When dealing with a defective product, the manufacturer and seller of the product are both liable even if the injured person doesn’t know which one was careless in creating or allowing the defect, or exactly how the defect happened.

What If more than One Person Is at Fault?

If there is more than one person responsible when an accident occurs, the law provides that one of the negligent parties is responsible for compensating you for your injuries. The guilty parties must then decide amongst themselves whether one should reimburse the others.

This rule provides you with a couple of significant advantages when multiple parties are at fault. If one liable person is not insured and the other is, you can make your personal injury claim against the person who is insured for the full amount. When both parties at fault are protected, you will eventually settle your claim with only one insurance company. Consider everyone you believe to be responsible and notify each of them that you may file a claim for damages.

How can my own carelessness affect a claim?

When an accident occurs, and you were careless, in most states, you can still get at least some compensation from those who were negligent and partly responsible for the accident. The other person’s liability for an accident is determined by comparing their carelessness with your own. This percentage of liability determines the resulting damages they are required to pay. This rule is referred to as comparative negligence.

There isn’t a specific formula for an exact number for a person’s comparative carelessness. While the claim negotiations are going on, an insurance adjuster will discuss the issues that might have resulted in the accident. When the question of your own carelessness goes into the negotiating along with all the other issues that determine how much your claim is worth

Negligence, The ‘Duty of Care,’ and Fault for an Accident
There is no limit to the kinds of accidents.

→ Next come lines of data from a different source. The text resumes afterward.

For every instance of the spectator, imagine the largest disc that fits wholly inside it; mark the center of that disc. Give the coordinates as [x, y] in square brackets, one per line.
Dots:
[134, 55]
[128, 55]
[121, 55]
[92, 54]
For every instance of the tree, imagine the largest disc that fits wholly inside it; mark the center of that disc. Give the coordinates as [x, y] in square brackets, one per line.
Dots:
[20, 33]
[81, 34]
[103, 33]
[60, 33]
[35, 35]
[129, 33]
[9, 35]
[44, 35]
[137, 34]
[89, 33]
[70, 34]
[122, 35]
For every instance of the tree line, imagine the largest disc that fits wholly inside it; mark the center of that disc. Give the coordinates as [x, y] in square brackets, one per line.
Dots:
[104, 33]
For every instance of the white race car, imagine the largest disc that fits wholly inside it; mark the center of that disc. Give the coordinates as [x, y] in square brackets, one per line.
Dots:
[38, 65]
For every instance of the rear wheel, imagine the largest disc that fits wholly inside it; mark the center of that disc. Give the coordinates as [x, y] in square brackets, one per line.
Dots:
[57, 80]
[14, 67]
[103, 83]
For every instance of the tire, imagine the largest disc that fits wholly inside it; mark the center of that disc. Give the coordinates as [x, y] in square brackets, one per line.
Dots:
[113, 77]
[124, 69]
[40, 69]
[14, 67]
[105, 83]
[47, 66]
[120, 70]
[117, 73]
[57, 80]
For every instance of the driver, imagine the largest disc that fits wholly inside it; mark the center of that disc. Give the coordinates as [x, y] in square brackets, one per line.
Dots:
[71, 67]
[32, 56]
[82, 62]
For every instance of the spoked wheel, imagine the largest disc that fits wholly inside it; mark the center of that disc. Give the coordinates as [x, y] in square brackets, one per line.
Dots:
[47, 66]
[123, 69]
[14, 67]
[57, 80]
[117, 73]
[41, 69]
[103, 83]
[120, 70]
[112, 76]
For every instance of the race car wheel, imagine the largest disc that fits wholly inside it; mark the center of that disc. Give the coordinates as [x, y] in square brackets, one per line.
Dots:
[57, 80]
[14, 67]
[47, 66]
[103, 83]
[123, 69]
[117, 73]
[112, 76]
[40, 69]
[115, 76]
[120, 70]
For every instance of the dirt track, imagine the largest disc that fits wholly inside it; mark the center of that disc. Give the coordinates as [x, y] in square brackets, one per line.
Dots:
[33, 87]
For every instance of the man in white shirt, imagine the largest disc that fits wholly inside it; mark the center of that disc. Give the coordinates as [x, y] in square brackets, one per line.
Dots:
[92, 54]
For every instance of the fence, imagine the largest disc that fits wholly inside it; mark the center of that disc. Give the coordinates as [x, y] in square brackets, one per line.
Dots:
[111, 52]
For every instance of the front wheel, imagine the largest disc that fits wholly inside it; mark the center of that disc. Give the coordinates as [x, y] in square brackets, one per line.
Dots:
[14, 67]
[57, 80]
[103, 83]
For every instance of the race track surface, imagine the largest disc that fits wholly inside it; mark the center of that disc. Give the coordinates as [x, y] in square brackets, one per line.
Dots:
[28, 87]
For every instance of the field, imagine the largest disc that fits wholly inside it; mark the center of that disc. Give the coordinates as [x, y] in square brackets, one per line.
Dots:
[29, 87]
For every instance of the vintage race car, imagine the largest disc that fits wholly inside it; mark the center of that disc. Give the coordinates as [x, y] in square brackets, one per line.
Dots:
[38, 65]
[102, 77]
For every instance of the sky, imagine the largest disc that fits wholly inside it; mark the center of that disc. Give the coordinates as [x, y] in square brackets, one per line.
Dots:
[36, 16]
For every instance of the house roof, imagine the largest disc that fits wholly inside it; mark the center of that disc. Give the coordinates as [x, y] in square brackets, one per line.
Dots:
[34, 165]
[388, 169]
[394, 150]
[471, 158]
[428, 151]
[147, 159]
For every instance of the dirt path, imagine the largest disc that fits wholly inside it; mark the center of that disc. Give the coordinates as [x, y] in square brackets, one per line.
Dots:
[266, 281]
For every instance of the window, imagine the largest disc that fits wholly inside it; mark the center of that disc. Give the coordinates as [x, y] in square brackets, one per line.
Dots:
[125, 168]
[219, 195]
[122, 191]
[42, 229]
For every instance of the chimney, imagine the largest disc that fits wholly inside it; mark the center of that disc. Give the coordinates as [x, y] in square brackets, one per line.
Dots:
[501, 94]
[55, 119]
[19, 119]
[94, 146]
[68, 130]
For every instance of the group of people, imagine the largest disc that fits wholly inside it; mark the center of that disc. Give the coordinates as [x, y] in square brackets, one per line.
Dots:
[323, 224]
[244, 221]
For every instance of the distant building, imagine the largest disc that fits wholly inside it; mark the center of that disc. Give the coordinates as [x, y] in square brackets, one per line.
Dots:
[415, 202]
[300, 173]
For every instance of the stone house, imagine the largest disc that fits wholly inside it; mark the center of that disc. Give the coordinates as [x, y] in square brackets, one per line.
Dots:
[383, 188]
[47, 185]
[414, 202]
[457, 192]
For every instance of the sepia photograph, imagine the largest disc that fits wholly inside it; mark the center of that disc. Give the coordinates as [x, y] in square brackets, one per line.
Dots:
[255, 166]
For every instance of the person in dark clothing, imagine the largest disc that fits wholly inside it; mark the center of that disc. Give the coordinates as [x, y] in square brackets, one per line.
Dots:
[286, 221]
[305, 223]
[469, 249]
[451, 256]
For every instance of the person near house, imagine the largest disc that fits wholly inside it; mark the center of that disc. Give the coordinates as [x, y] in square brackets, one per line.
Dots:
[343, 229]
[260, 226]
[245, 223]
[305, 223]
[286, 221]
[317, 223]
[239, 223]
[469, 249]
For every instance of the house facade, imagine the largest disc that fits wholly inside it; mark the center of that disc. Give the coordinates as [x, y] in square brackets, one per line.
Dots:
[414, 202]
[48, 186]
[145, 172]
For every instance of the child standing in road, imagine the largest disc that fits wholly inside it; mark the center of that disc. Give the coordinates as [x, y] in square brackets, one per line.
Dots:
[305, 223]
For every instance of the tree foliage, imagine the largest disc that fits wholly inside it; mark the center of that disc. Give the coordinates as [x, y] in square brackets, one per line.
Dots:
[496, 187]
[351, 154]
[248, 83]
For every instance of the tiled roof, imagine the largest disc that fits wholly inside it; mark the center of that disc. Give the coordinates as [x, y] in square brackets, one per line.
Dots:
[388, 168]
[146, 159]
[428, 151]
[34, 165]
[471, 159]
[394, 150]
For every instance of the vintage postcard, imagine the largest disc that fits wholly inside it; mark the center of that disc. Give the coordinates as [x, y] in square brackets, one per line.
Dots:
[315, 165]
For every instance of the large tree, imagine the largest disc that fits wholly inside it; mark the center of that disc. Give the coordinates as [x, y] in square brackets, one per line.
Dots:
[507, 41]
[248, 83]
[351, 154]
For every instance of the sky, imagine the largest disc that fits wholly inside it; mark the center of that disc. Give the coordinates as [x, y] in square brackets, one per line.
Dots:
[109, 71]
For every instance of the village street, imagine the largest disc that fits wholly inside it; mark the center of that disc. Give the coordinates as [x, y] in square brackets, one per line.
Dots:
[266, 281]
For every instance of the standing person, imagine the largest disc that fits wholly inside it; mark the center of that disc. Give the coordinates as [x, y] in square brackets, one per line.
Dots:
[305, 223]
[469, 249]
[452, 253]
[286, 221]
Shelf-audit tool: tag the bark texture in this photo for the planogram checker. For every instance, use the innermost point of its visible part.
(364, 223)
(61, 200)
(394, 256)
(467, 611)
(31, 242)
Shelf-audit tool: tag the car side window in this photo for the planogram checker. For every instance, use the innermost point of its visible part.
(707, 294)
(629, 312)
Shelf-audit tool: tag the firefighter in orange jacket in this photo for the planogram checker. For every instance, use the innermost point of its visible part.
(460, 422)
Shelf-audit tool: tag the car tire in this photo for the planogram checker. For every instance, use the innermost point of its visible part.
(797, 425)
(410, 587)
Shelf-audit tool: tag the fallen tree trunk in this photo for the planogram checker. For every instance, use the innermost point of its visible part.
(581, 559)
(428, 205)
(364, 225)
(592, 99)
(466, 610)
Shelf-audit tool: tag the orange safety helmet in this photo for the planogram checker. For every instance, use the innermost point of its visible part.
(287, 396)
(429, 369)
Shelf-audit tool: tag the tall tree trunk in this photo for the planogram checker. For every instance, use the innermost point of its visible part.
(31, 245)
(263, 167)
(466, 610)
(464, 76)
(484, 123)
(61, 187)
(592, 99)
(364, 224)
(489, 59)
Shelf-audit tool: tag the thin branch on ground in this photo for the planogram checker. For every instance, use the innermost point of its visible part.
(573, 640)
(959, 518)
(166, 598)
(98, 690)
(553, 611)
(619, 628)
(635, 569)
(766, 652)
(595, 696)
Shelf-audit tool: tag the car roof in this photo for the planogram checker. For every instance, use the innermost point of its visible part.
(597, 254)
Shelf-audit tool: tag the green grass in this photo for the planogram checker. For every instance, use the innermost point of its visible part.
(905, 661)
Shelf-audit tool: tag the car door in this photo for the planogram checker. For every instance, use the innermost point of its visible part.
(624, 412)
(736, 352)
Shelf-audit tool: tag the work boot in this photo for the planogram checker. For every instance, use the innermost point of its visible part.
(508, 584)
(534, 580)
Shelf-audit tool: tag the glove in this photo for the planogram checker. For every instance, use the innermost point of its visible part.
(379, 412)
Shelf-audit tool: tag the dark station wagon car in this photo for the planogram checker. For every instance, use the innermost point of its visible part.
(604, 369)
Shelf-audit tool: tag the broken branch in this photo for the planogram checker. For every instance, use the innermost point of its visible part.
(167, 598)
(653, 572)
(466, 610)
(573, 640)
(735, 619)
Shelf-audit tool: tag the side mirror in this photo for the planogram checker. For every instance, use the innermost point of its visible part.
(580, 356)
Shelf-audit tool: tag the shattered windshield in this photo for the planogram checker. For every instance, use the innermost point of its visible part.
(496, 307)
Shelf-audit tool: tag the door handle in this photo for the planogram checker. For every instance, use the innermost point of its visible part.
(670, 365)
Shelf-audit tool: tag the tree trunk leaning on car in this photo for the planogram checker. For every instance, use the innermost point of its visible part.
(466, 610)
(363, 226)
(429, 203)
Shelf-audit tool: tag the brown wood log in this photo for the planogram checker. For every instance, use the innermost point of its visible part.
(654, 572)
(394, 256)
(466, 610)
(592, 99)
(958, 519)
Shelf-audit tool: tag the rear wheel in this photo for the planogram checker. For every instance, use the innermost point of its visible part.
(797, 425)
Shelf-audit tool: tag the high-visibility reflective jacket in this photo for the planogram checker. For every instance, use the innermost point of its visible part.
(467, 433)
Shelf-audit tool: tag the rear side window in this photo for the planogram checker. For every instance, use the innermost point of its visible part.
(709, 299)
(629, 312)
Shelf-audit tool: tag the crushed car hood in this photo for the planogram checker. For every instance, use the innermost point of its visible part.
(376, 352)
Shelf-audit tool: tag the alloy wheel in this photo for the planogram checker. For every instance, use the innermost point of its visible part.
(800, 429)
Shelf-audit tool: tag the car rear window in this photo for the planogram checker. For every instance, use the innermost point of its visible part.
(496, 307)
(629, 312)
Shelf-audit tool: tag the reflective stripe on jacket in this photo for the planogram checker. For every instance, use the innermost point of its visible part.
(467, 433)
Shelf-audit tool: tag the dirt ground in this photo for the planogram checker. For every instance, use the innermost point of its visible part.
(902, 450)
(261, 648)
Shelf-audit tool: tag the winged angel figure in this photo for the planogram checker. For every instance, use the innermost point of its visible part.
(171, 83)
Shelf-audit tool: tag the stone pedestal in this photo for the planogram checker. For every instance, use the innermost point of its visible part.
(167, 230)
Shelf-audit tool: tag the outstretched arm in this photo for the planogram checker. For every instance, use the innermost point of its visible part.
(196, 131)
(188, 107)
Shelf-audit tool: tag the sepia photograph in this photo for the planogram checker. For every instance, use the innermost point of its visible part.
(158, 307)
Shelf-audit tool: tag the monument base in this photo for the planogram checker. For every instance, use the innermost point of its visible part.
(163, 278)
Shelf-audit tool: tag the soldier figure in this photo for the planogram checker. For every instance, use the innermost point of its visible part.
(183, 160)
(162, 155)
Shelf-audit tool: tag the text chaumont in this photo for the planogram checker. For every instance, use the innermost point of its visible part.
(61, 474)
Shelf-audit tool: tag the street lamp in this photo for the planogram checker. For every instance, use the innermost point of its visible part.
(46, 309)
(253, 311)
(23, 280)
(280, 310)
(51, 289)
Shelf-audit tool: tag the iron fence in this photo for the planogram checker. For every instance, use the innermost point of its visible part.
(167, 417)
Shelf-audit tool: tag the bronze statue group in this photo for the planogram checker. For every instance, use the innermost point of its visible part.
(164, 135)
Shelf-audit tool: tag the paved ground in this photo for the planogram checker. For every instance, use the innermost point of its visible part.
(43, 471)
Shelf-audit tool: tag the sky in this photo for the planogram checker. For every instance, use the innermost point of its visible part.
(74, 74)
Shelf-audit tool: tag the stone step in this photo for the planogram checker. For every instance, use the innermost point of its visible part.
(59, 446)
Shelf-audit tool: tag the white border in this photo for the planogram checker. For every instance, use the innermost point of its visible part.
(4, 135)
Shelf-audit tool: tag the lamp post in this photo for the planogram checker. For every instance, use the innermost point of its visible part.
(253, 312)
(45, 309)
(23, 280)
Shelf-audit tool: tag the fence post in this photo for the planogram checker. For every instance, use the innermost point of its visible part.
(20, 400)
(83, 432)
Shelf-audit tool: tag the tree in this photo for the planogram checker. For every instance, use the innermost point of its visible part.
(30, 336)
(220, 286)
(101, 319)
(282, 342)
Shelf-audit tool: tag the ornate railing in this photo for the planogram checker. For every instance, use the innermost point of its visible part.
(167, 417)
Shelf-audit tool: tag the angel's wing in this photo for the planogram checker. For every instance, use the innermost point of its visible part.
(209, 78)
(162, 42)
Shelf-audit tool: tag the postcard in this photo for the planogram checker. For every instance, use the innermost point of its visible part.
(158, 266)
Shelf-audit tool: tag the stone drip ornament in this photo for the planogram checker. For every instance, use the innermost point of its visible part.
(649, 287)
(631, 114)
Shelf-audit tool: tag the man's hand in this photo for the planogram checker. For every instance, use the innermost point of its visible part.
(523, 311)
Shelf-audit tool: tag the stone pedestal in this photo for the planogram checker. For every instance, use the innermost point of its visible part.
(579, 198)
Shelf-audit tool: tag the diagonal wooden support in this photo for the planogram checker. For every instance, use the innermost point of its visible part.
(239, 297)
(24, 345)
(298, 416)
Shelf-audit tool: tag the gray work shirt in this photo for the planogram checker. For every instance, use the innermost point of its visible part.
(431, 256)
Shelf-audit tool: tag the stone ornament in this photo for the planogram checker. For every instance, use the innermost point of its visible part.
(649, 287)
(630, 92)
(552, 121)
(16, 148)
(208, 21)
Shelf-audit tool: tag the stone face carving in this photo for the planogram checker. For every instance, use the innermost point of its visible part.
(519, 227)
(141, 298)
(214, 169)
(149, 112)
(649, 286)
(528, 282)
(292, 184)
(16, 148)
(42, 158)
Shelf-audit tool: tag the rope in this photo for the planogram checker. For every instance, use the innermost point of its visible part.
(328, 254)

They are unique and many are not within one’s imagination to invent.

‘Duty of Care’ vs ‘Reasonable Care’

The issue of whether someone is legally liable for injuries relies on whether there is a “duty of care” to protect against injuries for someone who is not supposed to be in the area where the accident happens. Regarding the negligence rule, one must take “reasonable care” to avoid injury to others; reasonable care is relative to time and place and the relationship between people. The behavior might be considered negligent in one instance but not in another.

6 Key factors to a Negligence Case

Regardless of how your accident happened, obtaining fair compensation for your injuries almost certainly involves no more than application. Check out these six principles:

  1. If you show that you were careful and the other person was careless, the careless, or negligent, person must typically pay your injury damages.
  2. If a negligent person causes an accident while working for someone else, the employer is also legally responsible.
  3. If an accident is caused on dangerous property or by a defective product, the owner of the property or the maker or seller of the product is liable regardless of whether he or she actually created the danger or defect.
  4. If you were also careless, your right to be compensated is reduced to the extent your carelessness was responsible for the accident — your comparative negligence.
  5. You do not need to “prove” anything, only to make a reasonable argument that the other person was negligent, even if there is a plausible argument that the other person was careful.
  6. If you apply these basic rules to your accident, you will be able to negotiate a fair settlement of your injury claim regardless of the specific facts or peculiar situations in your accident.